With requirements for at least one judge to not come from the shearer's home country, it's not the first time refereeing from a distance had been used.
For a World Sheep Shearing Records Society record attempt in January, Australian official Mark Baldwin oversaw Southland shearer Megan Whitehead's women's record of 661 lambs by Zoom from his office in Tocumwal, NSW.
There was also a test-run for Connor's record attempt about six weeks ago.
Harris said the record attempts would not happen without the remote judging.
The current men's record was also set at Trefrank by Irish shearer Ivan Scott, on July 31, 2016.
He beat the previous record set by Hawke's Bay shearer Dion King by a single lamb.

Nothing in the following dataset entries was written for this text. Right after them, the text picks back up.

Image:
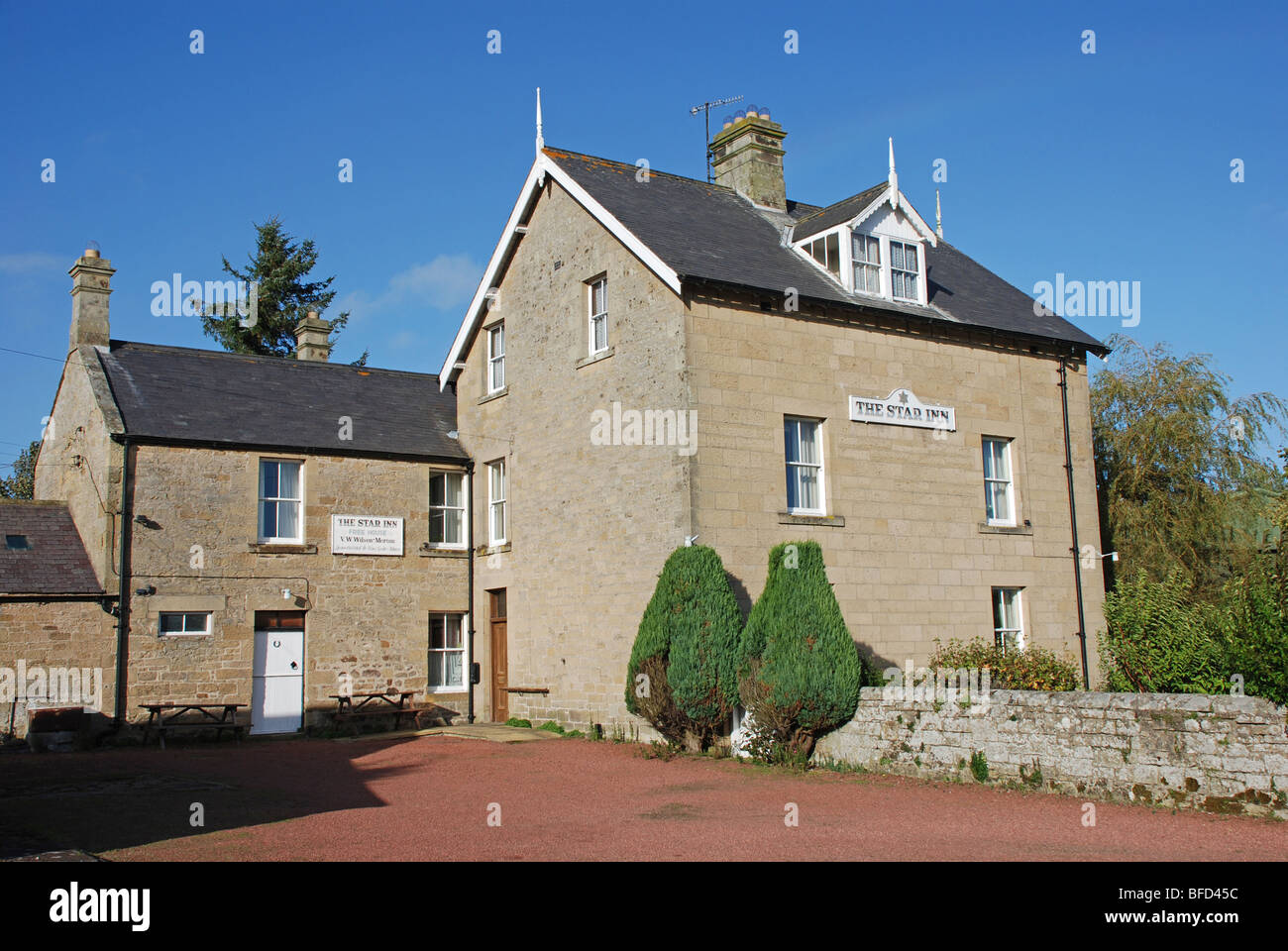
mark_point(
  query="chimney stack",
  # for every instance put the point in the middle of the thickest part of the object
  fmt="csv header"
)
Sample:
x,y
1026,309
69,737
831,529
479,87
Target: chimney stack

King's attempt was in January 2007 in a King Country woolshed, in New Zealand's central North Island.
It was the first attempt at which referee Harris officiated.
Scott opened with 193 in the first two hours to breakfast – three behind the pace of King's opening run.
He then shore successive 1hr 45min runs of 170, 169, 169 and 166.
Averaging 37.37 seconds a lamb - or 96.33 lambs every hour - caught, shorn and dispatched – Scott caught the crucial record-breaking lamb with just seconds to spare.
It's Connor's second attempt, the first in September 2019 having fallen short. However, it still produced a British record of 785 at Fern Hill Farm, in Compton Martin, Somerset.
Connor has dedicated both attempts to daughter Grace, who died at the age of 3 in April 2018 from mitochondrial disease.
Connor and his wife Kira have worked tirelessly to make a difference for other families affected by the disease, with Team Grace helping raise tens of thousands of pounds for the Lily Foundation in Grace's memory.
Connor shore in New Zealand early last year before heading back to the UK ahead of the first Covid-19 lockdown in mid-March 2020.
It will be a busy week for Matt and Pippa Smith, who will stage an agricultural open day on the farm the following day, with proactive trade stands, retail stands and hospitality.
However, Covid-19 restrictions have put-off an attempt by New Zealand shearers Aidan Copp and Cameron Hicks - the world 2-two stand eight-hours crossbred lambs record, which would have been staged in Australia this Saturday.
The shearers hope to be able to make the attempt next year.